We should have realized what we were in for when the reviews on Yelp said “humongous portions.” Not heeding their advice and logically thinking two dinner portions would be just enough for two hungry people, we set about making our menu choices. It was a busy night, so we opted for carry-out. The Combo Plate seemed like a good option, with helpings of chicken and kefta (ground beef and lamb) kabob and chicken shawirma served on white rice (my choice over couscous) with small sides of grilled and pickled veggies. Turns out it also comes with a soup – I picked douckua, a thick concoction of meat and barley in yogurt sauce. L went with the vegetarian route, picking the falafel plate (it comes with eight pieces) over couscous with lentil soup on the side. We added in a small appetizer of boorek, meaty egg rolls with chili dipping sauce, and figured we had enough for dinner.

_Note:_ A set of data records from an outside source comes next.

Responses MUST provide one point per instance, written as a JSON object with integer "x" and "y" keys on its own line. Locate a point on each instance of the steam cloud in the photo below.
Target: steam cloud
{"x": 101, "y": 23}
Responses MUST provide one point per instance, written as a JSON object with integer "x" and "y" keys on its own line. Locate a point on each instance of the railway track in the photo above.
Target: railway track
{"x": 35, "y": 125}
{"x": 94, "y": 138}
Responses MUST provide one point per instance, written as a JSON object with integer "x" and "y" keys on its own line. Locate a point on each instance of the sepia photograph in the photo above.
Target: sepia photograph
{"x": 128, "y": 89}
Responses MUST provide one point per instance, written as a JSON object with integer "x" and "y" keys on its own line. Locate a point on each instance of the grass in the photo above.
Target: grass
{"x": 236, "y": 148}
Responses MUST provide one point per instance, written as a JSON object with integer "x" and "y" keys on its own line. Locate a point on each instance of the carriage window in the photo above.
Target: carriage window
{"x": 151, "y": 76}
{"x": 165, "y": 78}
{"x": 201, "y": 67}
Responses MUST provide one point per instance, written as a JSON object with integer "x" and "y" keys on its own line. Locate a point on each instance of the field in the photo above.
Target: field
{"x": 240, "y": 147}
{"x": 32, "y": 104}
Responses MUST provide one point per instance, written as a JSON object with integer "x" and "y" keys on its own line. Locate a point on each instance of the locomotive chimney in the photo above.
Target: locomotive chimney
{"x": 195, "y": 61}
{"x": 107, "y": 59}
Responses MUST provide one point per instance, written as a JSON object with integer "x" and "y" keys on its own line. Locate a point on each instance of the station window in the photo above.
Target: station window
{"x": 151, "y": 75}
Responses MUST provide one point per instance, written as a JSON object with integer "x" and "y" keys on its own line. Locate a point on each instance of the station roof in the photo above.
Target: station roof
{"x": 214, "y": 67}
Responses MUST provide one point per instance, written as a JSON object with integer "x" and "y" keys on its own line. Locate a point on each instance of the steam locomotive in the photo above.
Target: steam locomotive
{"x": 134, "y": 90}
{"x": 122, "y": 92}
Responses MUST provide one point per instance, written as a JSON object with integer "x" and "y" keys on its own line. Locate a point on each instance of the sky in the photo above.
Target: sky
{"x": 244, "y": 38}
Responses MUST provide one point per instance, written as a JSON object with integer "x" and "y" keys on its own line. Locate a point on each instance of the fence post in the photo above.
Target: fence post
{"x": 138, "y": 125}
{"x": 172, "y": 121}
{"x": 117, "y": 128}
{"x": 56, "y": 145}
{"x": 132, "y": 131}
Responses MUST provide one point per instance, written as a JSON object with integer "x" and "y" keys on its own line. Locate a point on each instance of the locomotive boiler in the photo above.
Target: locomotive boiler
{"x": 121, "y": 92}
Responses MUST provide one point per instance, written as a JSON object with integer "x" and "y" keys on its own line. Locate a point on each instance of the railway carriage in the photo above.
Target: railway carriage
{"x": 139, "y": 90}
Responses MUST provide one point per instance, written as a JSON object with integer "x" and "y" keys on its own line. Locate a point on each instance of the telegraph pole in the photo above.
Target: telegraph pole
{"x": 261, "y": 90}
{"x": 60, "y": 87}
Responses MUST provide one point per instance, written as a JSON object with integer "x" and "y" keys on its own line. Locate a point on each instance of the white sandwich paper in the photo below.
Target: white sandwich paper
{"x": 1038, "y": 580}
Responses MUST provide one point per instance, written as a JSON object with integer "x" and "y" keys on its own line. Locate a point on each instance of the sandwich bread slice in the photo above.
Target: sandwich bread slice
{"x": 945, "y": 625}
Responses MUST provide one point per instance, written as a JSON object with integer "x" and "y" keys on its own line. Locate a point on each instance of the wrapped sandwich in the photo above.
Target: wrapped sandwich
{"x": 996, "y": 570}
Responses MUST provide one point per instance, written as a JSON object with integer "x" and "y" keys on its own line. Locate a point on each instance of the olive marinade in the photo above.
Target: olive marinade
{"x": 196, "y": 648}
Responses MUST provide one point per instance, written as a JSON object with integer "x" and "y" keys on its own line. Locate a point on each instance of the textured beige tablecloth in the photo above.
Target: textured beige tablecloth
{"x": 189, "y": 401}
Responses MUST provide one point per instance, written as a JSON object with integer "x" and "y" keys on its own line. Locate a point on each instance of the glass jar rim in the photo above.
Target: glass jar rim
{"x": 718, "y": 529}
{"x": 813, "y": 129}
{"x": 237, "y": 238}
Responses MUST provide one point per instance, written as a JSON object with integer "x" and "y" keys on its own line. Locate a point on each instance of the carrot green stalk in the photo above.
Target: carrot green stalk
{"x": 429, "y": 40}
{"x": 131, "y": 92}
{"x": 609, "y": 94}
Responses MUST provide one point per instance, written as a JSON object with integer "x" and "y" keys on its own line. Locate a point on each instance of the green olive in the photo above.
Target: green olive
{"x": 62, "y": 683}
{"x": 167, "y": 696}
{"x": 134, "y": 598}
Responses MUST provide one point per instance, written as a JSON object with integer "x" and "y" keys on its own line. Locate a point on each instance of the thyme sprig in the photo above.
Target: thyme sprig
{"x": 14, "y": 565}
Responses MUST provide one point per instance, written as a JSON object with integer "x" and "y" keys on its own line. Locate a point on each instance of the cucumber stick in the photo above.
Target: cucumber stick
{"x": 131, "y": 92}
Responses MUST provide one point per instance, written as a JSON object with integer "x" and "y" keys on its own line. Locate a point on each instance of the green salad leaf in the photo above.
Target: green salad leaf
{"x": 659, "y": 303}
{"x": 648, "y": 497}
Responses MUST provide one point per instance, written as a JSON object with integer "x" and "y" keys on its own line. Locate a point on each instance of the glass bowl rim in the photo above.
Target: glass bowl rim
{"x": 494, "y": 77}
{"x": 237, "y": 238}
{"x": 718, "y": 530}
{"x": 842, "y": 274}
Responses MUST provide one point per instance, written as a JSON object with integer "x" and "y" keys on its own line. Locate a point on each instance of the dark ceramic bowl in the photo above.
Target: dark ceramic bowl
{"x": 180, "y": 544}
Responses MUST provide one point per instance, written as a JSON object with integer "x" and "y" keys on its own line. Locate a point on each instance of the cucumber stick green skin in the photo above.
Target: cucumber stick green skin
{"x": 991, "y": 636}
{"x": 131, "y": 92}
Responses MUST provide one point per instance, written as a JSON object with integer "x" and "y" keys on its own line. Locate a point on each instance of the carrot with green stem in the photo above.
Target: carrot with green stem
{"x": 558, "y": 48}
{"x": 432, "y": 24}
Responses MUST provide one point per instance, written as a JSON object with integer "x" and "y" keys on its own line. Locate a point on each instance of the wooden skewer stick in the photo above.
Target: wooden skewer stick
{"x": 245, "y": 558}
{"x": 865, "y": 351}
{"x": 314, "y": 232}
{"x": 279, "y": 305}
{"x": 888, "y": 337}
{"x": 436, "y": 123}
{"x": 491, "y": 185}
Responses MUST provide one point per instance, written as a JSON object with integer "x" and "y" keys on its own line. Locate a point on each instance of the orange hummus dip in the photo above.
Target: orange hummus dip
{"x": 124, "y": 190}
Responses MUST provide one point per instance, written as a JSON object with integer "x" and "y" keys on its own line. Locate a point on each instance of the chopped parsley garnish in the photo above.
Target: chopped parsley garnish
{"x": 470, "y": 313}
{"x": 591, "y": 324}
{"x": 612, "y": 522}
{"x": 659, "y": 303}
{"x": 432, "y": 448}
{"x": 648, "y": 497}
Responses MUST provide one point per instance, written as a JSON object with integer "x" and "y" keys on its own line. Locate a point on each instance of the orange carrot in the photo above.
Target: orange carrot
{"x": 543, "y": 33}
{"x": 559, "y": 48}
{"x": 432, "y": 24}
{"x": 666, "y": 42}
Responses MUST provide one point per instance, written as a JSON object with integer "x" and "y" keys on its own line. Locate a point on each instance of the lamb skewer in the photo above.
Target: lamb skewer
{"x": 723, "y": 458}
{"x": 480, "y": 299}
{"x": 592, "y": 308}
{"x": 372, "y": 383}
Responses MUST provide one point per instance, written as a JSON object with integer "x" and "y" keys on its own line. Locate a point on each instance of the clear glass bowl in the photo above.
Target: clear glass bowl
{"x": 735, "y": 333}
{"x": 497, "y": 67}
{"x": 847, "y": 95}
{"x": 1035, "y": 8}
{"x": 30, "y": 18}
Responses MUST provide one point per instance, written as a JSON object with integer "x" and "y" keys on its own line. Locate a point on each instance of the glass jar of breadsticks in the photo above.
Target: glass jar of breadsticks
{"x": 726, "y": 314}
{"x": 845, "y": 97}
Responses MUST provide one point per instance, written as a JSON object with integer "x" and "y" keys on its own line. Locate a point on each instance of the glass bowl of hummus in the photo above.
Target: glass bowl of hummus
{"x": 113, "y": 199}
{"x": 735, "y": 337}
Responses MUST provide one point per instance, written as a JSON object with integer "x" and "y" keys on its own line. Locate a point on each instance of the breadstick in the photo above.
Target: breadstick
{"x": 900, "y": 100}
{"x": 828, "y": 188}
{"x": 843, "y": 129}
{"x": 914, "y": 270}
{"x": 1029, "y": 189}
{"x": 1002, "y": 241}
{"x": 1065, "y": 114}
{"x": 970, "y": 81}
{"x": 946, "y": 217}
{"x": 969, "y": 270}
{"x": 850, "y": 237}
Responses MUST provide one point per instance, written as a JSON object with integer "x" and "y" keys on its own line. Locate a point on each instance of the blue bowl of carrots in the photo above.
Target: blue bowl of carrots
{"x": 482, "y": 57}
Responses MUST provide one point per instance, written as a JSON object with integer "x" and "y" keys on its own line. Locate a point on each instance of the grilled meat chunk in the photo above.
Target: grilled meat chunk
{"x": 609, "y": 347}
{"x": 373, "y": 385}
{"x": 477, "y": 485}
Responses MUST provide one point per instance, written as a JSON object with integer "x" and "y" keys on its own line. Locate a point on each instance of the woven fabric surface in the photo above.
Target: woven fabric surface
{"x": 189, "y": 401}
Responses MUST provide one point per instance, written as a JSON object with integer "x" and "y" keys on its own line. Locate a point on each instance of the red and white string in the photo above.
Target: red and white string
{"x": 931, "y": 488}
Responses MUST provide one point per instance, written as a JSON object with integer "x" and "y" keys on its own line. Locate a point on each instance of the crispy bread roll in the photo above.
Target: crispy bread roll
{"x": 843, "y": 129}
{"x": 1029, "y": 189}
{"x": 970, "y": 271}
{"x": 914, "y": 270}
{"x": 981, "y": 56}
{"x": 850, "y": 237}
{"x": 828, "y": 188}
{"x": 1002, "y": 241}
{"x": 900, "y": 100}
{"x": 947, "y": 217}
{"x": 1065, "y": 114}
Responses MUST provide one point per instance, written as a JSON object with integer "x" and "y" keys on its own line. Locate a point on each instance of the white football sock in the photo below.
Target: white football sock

When we arrived at the restaurant 20 minutes later (note the quick turnaround time on our order) we were greeted by simple, no-frills décor with enough artifacts to lend an air of Assyrian authenticity to the place. It helped that the only other customers were speaking a Middle Eastern language we did not understand – always a good sign when ordering non-American food. When our food came out, we were shocked by how much we were getting. Two completely full take-out boxes, two full bowls of soup, plus the bowl of couscous, the boorek, and a small assortment of complimentary dipping sauces. All for $20. As she wrapped up our order, the server asked if we liked baklava. We gave a hesitant yes, thinking she would push us to buy some, but were surprised when she plopped a free serving right into our bag. At this point, we knew we had ordered way too much food. But was it way too much good food?
Yes. We started with the boorek, a really interesting marriage of an egg roll with a spiced meat filling and a dipping sauce that tasted like Sriracha. The lentil soup was excellent as well, flavorful and light (though not as good as the reigning favorite from Taste of Lebanon). The douckua I ordered cannot really be classified as a soup – think of it more as a meat salad with a strong, flavorful yogurt sauce laced with special seasonings and barley. L did not much care for it, but I thought it was interesting and new, and definitely worth a try. L’s couscous was a little disappointing, tinged with almost a Ms. Grass-like flavor, but the rest of the meal was a home run. My combo plate was solid all the way around from shawirma to the kabobs, with solid cuts of beef, lamb, and chicken all grilled to perfection. L’s falafel was solid as well, easily compared to other excellent falafels we have had in the past.
Good as the food was, if there is one reason to order from Sahara Kabob, it is that you can easily double the value of your money over similar places. Our $20 gave us both two days worth of solid meals – on the first night, I was barely able to put a dent in my combo plate after eating the boorek and the douckua. Add on to that the satisfaction of supporting a family-run, locally-owned business and you have the makings of a great north side take-out (or dine-in) stop.